In 1987 a disillusioned door to door orange salesman horrifically murders his first victim. Move forward 27years and a land developer is buying an orange grove. He and his 3 friends plan a fishing trip to get his head around the pending transaction, unbeknown to them, his estranged wife and her new boyfriend have also chosen the very same location for a break. The usual strange noises and unnerving situations ensue when they congregate at a secluded cabin, as the orange man eliminates them 1 by 1 with the aid of his prosthetic hook and a bag of oranges!
The Orange Man is a comedy/slasher movie in the same vein as The Slashening and Fear Town USA. Written and directed by Stephen Folker, it pitches its stall slap bang in the overcrowded field of iconic serial killers, and tries to offer something a little different. Forget Freddy’s glove, Jason’s mask, Samantha’s twitchy nose… The Orange Man aka Peter Watkins is bringing a massive bag of oranges to the party.
No, I’m not taking the pith.
Sorry. Couldn’t resist.
And yet, I’m being quite, quite serious. Back in the 80s, Peter Watkins (Ben Rollins) was a pleasant, but put upon, orange salesman selling his product door to door. When we meet him, he’s belittled and mocked by his local community for the quality of his produce. Unable to take anymore, and refraining from crying ‘I’m a human being. Godammit!’, he straps a hook to his hand and goes on an old fashioned killing spree.
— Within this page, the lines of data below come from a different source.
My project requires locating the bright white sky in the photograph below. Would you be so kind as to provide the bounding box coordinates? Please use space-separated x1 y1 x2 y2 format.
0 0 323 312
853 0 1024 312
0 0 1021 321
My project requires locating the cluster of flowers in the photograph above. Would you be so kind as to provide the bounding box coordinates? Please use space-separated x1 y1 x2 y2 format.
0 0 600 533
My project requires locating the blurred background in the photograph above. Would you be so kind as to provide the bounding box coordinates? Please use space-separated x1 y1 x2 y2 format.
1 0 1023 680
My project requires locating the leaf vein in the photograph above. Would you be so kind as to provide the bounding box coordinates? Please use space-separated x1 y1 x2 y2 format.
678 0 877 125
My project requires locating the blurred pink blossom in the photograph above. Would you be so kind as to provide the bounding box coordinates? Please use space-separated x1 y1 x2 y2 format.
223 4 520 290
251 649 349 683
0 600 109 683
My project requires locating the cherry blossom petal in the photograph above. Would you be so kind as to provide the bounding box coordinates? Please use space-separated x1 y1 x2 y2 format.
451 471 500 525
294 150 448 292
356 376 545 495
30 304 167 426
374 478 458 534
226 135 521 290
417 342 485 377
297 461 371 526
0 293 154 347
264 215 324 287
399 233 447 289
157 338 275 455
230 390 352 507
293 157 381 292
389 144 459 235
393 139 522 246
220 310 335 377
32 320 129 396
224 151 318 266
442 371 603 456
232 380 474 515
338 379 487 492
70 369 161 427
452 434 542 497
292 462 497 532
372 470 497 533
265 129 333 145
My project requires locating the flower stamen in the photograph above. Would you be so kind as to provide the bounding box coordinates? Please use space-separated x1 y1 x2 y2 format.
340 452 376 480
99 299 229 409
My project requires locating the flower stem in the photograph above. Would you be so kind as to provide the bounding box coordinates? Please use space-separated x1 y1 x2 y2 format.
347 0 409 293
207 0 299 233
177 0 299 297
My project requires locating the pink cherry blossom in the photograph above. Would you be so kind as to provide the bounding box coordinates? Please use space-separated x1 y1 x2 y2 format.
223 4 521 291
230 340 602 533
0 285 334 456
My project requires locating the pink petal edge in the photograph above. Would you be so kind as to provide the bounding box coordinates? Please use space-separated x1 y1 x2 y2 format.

The Orange Man picks up the story 27 years later with Gerald (Dave Juehrnig) and his friends going on a boy’s own camping trip after the former breaks up with his partner. Gerald, the typical shy type, is joined by sex fiend Jimmy (Jim Plovanich), geeky Wilbur (Thomas Ely Sage) and disabled Reggie (Glenn Harston). Yes, the usual platter stereotypes brought to any horror buffet. But wait! Rather than the usual nubile teens in position for a good slashing, Gerald and his mates are all entering their middle age. Despite their age, the men get up to the usual array of camping trip activities: telling ghost stories, eating hot dogs and feverishly masturbating whilst watching young teens skinny dip.
If that last bit made you roll your eyes, then The Orange Man is certainly not for you. However, if jokes about penises sounds like your kind of freak out, then welcome! For here is a horror comedy that’s less about the horror and more about the comedy. Where a man urinates on another man for a good five minutes whilst discussing sex, where an overweight man slobbers down on a hotdog grotesquely covered in mustard, where another man continually stares at a large pair of breasts. As I say, if those descriptions are enough to have you struggling to get up off the floor from LOLing too hard then fill your boots.
Unfortunately, The Orange Man did very little for me. I wasn’t bothered about the budget, or the lack of actual horror. The Orange Man is more concerned with its band of brothers than its antagonists’ inept way of killing people, and that’s fine. I was just game for a laugh, and sadly, the film couldn’t give it to me. To me, it was so caught up in its adolescent humor that I found it a turn off. Before I’m pelted with cries of ‘You’re an old man, John! The kids know where it’s at’, I’d like to say a) I’m 35 you cheeky git and b) comedy is subjective. And whilst The Orange Man may not have tickled my funny bone in the same way Deathgasm or the aforementioned Fear Town USA did, I’m not going to say it won’t appeal to anyone else.
For, at the end of the day, The Orange Man is a film born from Kickstarter. People saw merit enough in the film to give it money. Folker has done what many of us say we can do, but very little achieve. He made a film and he had fun with it. I can’t take that away from him or anyone involved in this film.
If you like supporting independent filmmakers and like a bit of Scary Movie-type comedy, then you could do worse than buying a copy for you and yours mates to enjoy a glass of milk to. For everyone else, maybe wait for something a bit juicier for your palate.